Наклонившись, граф удостоверился, что рана на плече сестры менее серьезна, чем ему казалось. Почувствовав прикосновение, девушка застонала, а брат похлопал ее по щеке и прохрипел на норманно-французском языке слова ободрения. Вскоре к нему стали возвращаться силы и он смог, приподняв девушку, усадить ее и набросить ей на плечи окровавленную рубашку. При звуках его голоса темные ресницы Розамунды вздрогнули, и она изумленно взглянула вверх на склонившееся над ней смуглое лицо. Большие зеленовато-голубые глаза, цветом напоминавшие зеленый турмалин, широко раскрылись: девушка услышала негромкий смех.

– Почему ты смеешься? – с усилием пробормотала она.

– Ах, если бы благороднейший король Руфус впервые увидел тебя такой, как сейчас, он ни за что не приказал бы своим констеблям схватить тебя. И нам не пришлось бы бежать из Англии…

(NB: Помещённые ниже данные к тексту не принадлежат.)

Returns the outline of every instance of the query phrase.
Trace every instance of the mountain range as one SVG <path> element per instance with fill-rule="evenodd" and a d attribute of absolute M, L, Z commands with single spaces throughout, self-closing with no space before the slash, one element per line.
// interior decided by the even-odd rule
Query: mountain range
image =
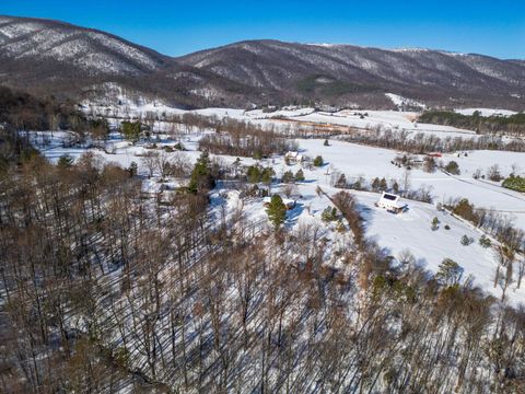
<path fill-rule="evenodd" d="M 170 57 L 69 23 L 0 16 L 0 84 L 38 95 L 127 95 L 179 107 L 325 104 L 525 109 L 525 61 L 430 49 L 247 40 Z"/>

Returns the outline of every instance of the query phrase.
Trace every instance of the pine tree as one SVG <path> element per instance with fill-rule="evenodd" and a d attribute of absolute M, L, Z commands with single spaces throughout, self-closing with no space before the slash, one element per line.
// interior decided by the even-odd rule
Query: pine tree
<path fill-rule="evenodd" d="M 303 170 L 300 169 L 300 170 L 295 173 L 295 181 L 296 181 L 296 182 L 303 182 L 303 181 L 304 181 Z"/>
<path fill-rule="evenodd" d="M 345 174 L 341 174 L 341 176 L 339 176 L 339 179 L 337 179 L 336 182 L 336 187 L 337 188 L 347 188 L 348 184 L 347 184 L 347 177 L 345 176 Z"/>
<path fill-rule="evenodd" d="M 381 192 L 386 192 L 387 188 L 388 188 L 388 185 L 386 184 L 386 179 L 385 179 L 385 178 L 381 178 L 381 182 L 380 182 L 380 190 L 381 190 Z"/>
<path fill-rule="evenodd" d="M 136 144 L 140 139 L 141 134 L 141 123 L 140 121 L 122 121 L 120 130 L 122 131 L 124 138 L 130 141 L 132 144 Z"/>
<path fill-rule="evenodd" d="M 291 171 L 287 171 L 284 174 L 282 174 L 282 183 L 293 183 L 294 181 L 295 177 Z"/>
<path fill-rule="evenodd" d="M 208 152 L 202 152 L 195 163 L 188 190 L 191 194 L 207 193 L 215 187 L 215 179 L 211 174 L 211 161 Z"/>
<path fill-rule="evenodd" d="M 282 223 L 284 223 L 284 220 L 287 220 L 287 206 L 282 202 L 282 198 L 279 195 L 273 195 L 271 197 L 266 212 L 276 230 L 278 230 Z"/>
<path fill-rule="evenodd" d="M 61 169 L 70 169 L 73 165 L 74 159 L 70 154 L 62 154 L 60 159 L 58 159 L 57 165 Z"/>
<path fill-rule="evenodd" d="M 438 230 L 438 229 L 439 229 L 439 224 L 440 224 L 440 219 L 438 219 L 436 217 L 434 217 L 434 219 L 432 219 L 432 223 L 431 223 L 432 231 Z"/>
<path fill-rule="evenodd" d="M 436 279 L 445 286 L 459 283 L 463 276 L 463 268 L 452 258 L 445 258 L 440 264 L 440 269 L 435 274 Z"/>

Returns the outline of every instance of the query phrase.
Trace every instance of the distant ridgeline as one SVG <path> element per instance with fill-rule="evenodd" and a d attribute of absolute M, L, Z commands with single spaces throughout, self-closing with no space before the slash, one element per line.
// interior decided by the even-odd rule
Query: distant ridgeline
<path fill-rule="evenodd" d="M 447 111 L 428 111 L 419 117 L 419 121 L 476 130 L 478 134 L 497 132 L 525 136 L 525 113 L 511 116 L 481 116 L 478 111 L 472 115 L 462 115 Z"/>

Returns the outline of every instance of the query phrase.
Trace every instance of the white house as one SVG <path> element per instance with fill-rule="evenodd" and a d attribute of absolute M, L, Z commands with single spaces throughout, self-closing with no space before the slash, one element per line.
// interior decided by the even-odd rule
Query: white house
<path fill-rule="evenodd" d="M 383 195 L 375 205 L 395 213 L 402 212 L 402 210 L 407 207 L 406 204 L 401 202 L 401 197 L 386 192 L 383 192 Z"/>
<path fill-rule="evenodd" d="M 289 151 L 284 154 L 284 160 L 290 163 L 301 163 L 303 161 L 303 155 L 296 151 Z"/>

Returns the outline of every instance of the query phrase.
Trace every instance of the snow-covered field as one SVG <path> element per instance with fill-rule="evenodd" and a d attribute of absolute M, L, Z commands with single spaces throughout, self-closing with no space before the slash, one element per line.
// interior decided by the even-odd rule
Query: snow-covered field
<path fill-rule="evenodd" d="M 494 108 L 462 108 L 455 109 L 455 112 L 462 115 L 472 115 L 475 112 L 479 112 L 481 116 L 511 116 L 517 114 L 515 111 Z"/>

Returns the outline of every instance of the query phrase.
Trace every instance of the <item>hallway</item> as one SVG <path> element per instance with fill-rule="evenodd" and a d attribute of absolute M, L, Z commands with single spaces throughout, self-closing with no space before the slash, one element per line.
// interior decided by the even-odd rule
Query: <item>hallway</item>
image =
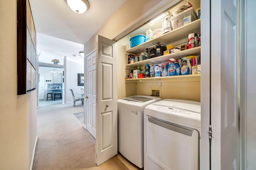
<path fill-rule="evenodd" d="M 38 139 L 33 170 L 126 170 L 114 156 L 97 166 L 95 139 L 74 115 L 84 106 L 73 103 L 37 109 Z"/>

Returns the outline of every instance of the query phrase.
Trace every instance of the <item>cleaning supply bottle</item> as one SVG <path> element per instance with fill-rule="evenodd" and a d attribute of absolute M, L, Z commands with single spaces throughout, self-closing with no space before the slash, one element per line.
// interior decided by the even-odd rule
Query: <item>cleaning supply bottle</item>
<path fill-rule="evenodd" d="M 197 65 L 196 65 L 196 60 L 197 60 L 197 57 L 193 58 L 193 66 L 192 66 L 192 74 L 197 74 Z"/>
<path fill-rule="evenodd" d="M 150 71 L 150 66 L 149 66 L 149 64 L 146 64 L 145 65 L 145 77 L 150 77 L 150 75 L 149 75 L 149 71 Z"/>
<path fill-rule="evenodd" d="M 158 64 L 158 67 L 159 67 L 159 70 L 160 70 L 160 76 L 162 76 L 162 74 L 163 72 L 163 69 L 162 68 L 162 64 Z"/>
<path fill-rule="evenodd" d="M 149 75 L 150 77 L 155 77 L 154 70 L 155 67 L 153 65 L 151 65 L 149 70 Z"/>
<path fill-rule="evenodd" d="M 201 55 L 198 55 L 198 63 L 197 65 L 197 73 L 201 74 Z"/>
<path fill-rule="evenodd" d="M 168 64 L 165 64 L 163 65 L 164 67 L 164 69 L 163 72 L 162 73 L 162 77 L 168 76 Z"/>
<path fill-rule="evenodd" d="M 188 34 L 188 49 L 194 48 L 195 47 L 195 34 L 191 33 Z"/>
<path fill-rule="evenodd" d="M 155 77 L 160 77 L 160 69 L 158 65 L 156 65 L 155 67 Z"/>
<path fill-rule="evenodd" d="M 176 75 L 180 75 L 180 65 L 178 63 L 178 59 L 174 61 L 174 65 L 176 66 Z"/>
<path fill-rule="evenodd" d="M 190 56 L 188 56 L 188 57 L 190 57 Z M 189 74 L 191 74 L 192 73 L 192 67 L 191 67 L 191 64 L 190 64 L 190 59 L 189 58 L 187 58 L 185 57 L 182 58 L 182 59 L 183 60 L 186 60 L 187 61 L 187 64 L 188 66 L 188 68 L 189 68 Z"/>
<path fill-rule="evenodd" d="M 183 61 L 182 66 L 181 67 L 181 72 L 182 75 L 189 74 L 189 67 L 187 63 L 187 60 Z"/>
<path fill-rule="evenodd" d="M 168 75 L 176 75 L 177 72 L 176 71 L 176 66 L 174 64 L 174 61 L 175 60 L 170 58 L 169 59 L 169 62 L 168 66 Z"/>

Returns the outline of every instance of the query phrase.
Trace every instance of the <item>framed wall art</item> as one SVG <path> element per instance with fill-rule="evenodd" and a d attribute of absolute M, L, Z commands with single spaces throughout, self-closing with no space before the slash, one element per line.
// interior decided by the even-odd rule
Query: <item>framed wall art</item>
<path fill-rule="evenodd" d="M 36 33 L 28 0 L 17 1 L 17 91 L 36 89 Z"/>
<path fill-rule="evenodd" d="M 77 85 L 78 86 L 84 86 L 84 76 L 83 73 L 77 73 Z"/>

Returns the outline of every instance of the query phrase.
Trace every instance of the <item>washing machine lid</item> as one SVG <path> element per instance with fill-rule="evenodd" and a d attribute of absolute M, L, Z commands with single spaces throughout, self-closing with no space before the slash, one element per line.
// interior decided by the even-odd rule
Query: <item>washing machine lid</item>
<path fill-rule="evenodd" d="M 147 106 L 144 115 L 184 126 L 201 127 L 200 103 L 198 102 L 164 99 Z"/>
<path fill-rule="evenodd" d="M 154 96 L 132 96 L 123 98 L 122 99 L 130 101 L 136 101 L 137 102 L 145 103 L 153 99 L 156 100 L 157 101 L 159 100 L 158 99 L 159 98 Z"/>
<path fill-rule="evenodd" d="M 159 106 L 168 106 L 172 109 L 184 110 L 198 113 L 201 113 L 201 103 L 186 100 L 166 99 L 153 104 Z"/>

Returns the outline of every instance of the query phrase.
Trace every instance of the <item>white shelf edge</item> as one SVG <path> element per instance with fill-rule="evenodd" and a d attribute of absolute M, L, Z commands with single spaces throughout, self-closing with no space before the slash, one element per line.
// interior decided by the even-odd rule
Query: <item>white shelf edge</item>
<path fill-rule="evenodd" d="M 182 81 L 190 81 L 188 80 L 188 79 L 198 79 L 198 78 L 200 78 L 201 74 L 190 74 L 188 75 L 175 75 L 172 76 L 166 76 L 166 77 L 146 77 L 146 78 L 136 78 L 136 79 L 125 79 L 126 83 L 134 83 L 138 82 L 143 82 L 144 81 L 147 80 L 168 80 L 170 81 L 172 81 L 172 80 L 178 79 L 185 79 Z"/>
<path fill-rule="evenodd" d="M 201 53 L 201 46 L 197 47 L 190 49 L 185 49 L 180 51 L 164 55 L 161 55 L 154 58 L 140 61 L 131 64 L 125 65 L 126 67 L 137 67 L 145 65 L 147 63 L 155 63 L 158 64 L 164 62 L 168 62 L 169 58 L 173 58 L 175 59 L 186 57 L 189 55 L 194 55 L 195 53 L 200 54 Z"/>
<path fill-rule="evenodd" d="M 200 28 L 201 27 L 200 24 L 201 24 L 201 18 L 199 18 L 192 22 L 190 22 L 190 23 L 188 23 L 185 25 L 182 26 L 174 30 L 173 30 L 171 31 L 168 32 L 164 34 L 162 34 L 161 36 L 160 36 L 156 38 L 153 39 L 151 40 L 148 41 L 143 43 L 142 43 L 140 44 L 139 44 L 138 45 L 136 45 L 135 47 L 131 48 L 130 49 L 127 50 L 126 50 L 125 52 L 126 53 L 138 53 L 136 52 L 134 53 L 134 51 L 137 51 L 138 50 L 140 50 L 140 49 L 141 49 L 141 48 L 146 49 L 146 48 L 148 47 L 151 45 L 150 45 L 151 42 L 155 42 L 159 41 L 160 41 L 159 40 L 162 39 L 163 37 L 166 36 L 171 36 L 172 34 L 175 35 L 176 33 L 177 32 L 178 32 L 179 31 L 181 31 L 182 32 L 183 32 L 183 30 L 184 29 L 186 29 L 186 28 L 188 28 L 191 26 L 194 27 L 194 26 L 197 24 L 200 24 L 200 26 L 199 27 L 199 28 Z M 171 43 L 171 42 L 170 42 L 170 43 Z"/>

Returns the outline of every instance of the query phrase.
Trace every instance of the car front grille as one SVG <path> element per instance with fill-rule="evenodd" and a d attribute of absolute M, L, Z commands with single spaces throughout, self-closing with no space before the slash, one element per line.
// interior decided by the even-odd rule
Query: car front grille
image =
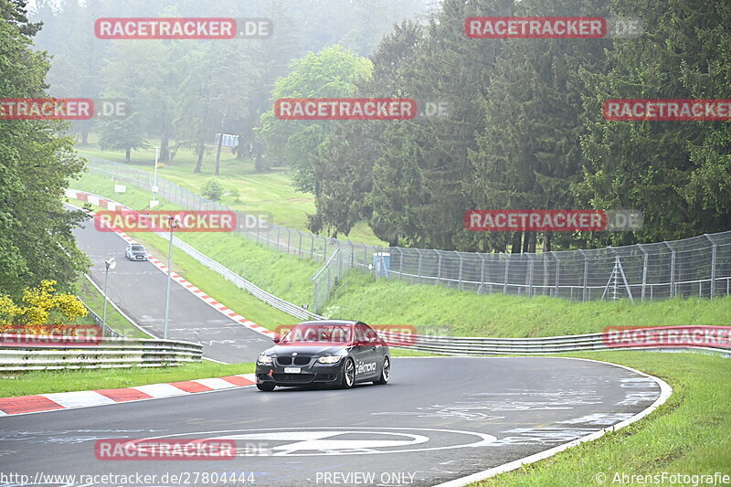
<path fill-rule="evenodd" d="M 280 365 L 291 365 L 294 364 L 295 365 L 306 365 L 310 363 L 312 357 L 309 356 L 281 356 L 277 357 L 277 363 Z"/>
<path fill-rule="evenodd" d="M 309 384 L 314 378 L 313 374 L 272 374 L 275 382 L 291 384 Z"/>

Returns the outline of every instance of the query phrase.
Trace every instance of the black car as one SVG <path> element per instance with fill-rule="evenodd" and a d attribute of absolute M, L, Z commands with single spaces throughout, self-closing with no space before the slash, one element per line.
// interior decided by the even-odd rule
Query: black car
<path fill-rule="evenodd" d="M 350 388 L 360 382 L 388 382 L 388 346 L 363 322 L 302 322 L 274 343 L 257 359 L 259 390 L 309 384 Z"/>
<path fill-rule="evenodd" d="M 130 244 L 124 250 L 124 257 L 130 260 L 147 260 L 147 249 L 143 245 Z"/>

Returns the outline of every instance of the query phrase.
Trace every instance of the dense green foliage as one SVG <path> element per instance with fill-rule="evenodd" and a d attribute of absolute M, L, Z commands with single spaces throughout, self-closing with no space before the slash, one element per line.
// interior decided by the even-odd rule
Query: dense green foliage
<path fill-rule="evenodd" d="M 47 96 L 45 53 L 33 49 L 37 26 L 24 17 L 25 2 L 0 0 L 0 93 L 5 98 Z M 64 211 L 64 188 L 82 171 L 72 141 L 58 136 L 65 123 L 0 121 L 0 294 L 18 296 L 43 280 L 71 289 L 86 258 L 71 228 L 85 217 Z"/>
<path fill-rule="evenodd" d="M 471 39 L 471 16 L 620 16 L 616 39 Z M 313 230 L 366 218 L 392 245 L 535 250 L 541 236 L 466 232 L 470 208 L 636 208 L 636 232 L 542 236 L 543 249 L 658 241 L 731 224 L 731 123 L 610 122 L 608 98 L 731 94 L 731 6 L 721 0 L 445 0 L 426 27 L 404 24 L 371 57 L 362 96 L 447 101 L 449 116 L 338 122 L 313 157 Z M 725 60 L 726 59 L 726 60 Z"/>

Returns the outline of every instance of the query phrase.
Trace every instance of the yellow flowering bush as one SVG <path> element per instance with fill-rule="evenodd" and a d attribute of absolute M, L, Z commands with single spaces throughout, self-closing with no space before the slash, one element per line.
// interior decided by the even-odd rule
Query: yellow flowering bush
<path fill-rule="evenodd" d="M 26 288 L 20 304 L 0 296 L 0 333 L 44 334 L 88 314 L 79 298 L 57 292 L 54 284 L 55 281 L 42 281 L 36 288 Z"/>

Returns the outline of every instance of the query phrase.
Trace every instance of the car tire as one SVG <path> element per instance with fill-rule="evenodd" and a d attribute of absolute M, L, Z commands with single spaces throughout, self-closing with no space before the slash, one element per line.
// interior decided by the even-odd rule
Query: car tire
<path fill-rule="evenodd" d="M 348 357 L 343 365 L 343 377 L 340 379 L 340 388 L 349 389 L 355 384 L 355 363 Z"/>
<path fill-rule="evenodd" d="M 388 376 L 391 374 L 391 360 L 387 356 L 383 360 L 383 367 L 381 367 L 381 376 L 378 380 L 374 380 L 374 384 L 378 384 L 379 386 L 383 386 L 384 384 L 388 384 Z"/>

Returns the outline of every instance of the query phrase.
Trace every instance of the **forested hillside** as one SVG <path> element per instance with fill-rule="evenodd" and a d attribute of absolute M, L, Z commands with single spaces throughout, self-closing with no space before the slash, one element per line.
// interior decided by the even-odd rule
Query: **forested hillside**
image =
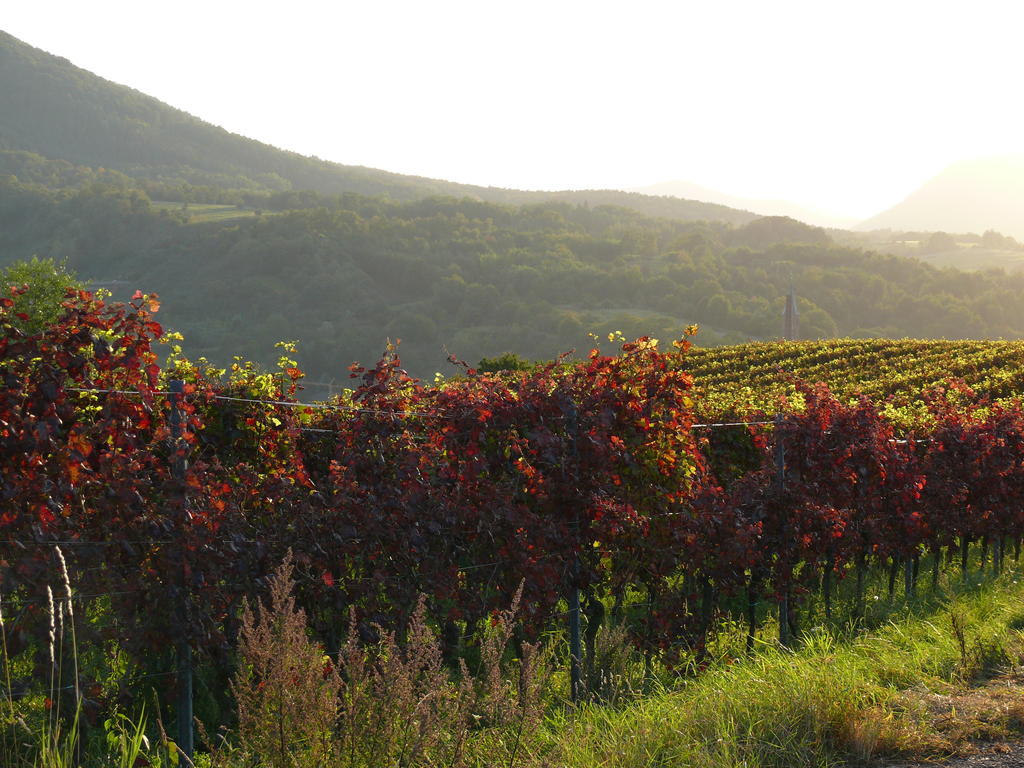
<path fill-rule="evenodd" d="M 774 338 L 791 283 L 808 338 L 1024 331 L 1024 278 L 838 247 L 792 219 L 732 228 L 564 203 L 302 197 L 300 210 L 208 217 L 130 187 L 55 193 L 8 177 L 0 254 L 66 259 L 121 295 L 157 292 L 165 324 L 217 361 L 266 360 L 274 341 L 298 339 L 313 379 L 344 379 L 387 338 L 425 376 L 449 352 L 551 357 L 588 348 L 588 332 L 668 338 L 698 323 L 702 344 Z"/>
<path fill-rule="evenodd" d="M 136 90 L 79 69 L 66 58 L 0 32 L 0 173 L 39 174 L 47 160 L 69 168 L 106 168 L 177 189 L 172 199 L 212 203 L 218 190 L 359 193 L 392 200 L 446 195 L 497 203 L 564 200 L 622 205 L 651 216 L 745 223 L 726 206 L 609 189 L 535 193 L 403 176 L 328 163 L 228 133 Z M 53 170 L 42 171 L 47 177 Z M 58 173 L 58 175 L 60 175 Z M 196 188 L 200 187 L 200 188 Z"/>
<path fill-rule="evenodd" d="M 304 158 L 2 33 L 0 103 L 0 266 L 48 257 L 116 298 L 159 293 L 186 351 L 221 365 L 296 339 L 311 380 L 344 383 L 389 339 L 420 376 L 450 353 L 585 350 L 589 333 L 772 339 L 791 286 L 805 338 L 1024 334 L 1024 278 L 706 203 Z"/>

Тень улыбки чуть тронула полные губы девушки. Посиневшие от холода и побелевшие от пережитого страха, они тем не менее оставались притягательными.

День мало-помалу светлел, и уже можно было увидеть полчища рваных, серо-черных туч, грозно надвигавшихся с моря. Пока не было ни малейшего признака, что буря начинает утихать.

Рыжеволосая девушка обратила к брату лицо.

– Где мы? – слабым голосом спросила она.

– Один святой Христофор знает, – ответил Эдмунд. – Бог послал волны, которые не выбросили нас на берег какого-нибудь королевства неверных. – Он немного подумал. – Вспомни-ка: перед столкновением наш капитан упоминал место, называемое Сардинией, потом назвал Сицилию или что-то вроде. – Нахмурившись, Эдмунд отбросил со лба свалявшиеся волосы. – Насколько я понимаю, это может быть даже берег той земли, откуда вышли древние римляне. В любом случае…

Он внезапно замолк. Уголком глаза Эдмунд заметил, как ему показалось, какое-то движение в траве. Ее заросли покрывали до самой вершины склон небольшого, круто возвышавшегося над ними холма. У графа перехватило дыхание, когда он разглядел очертания наконечника копья и смутный силуэт косматой головы в тесно прилегающей кожаной шапке.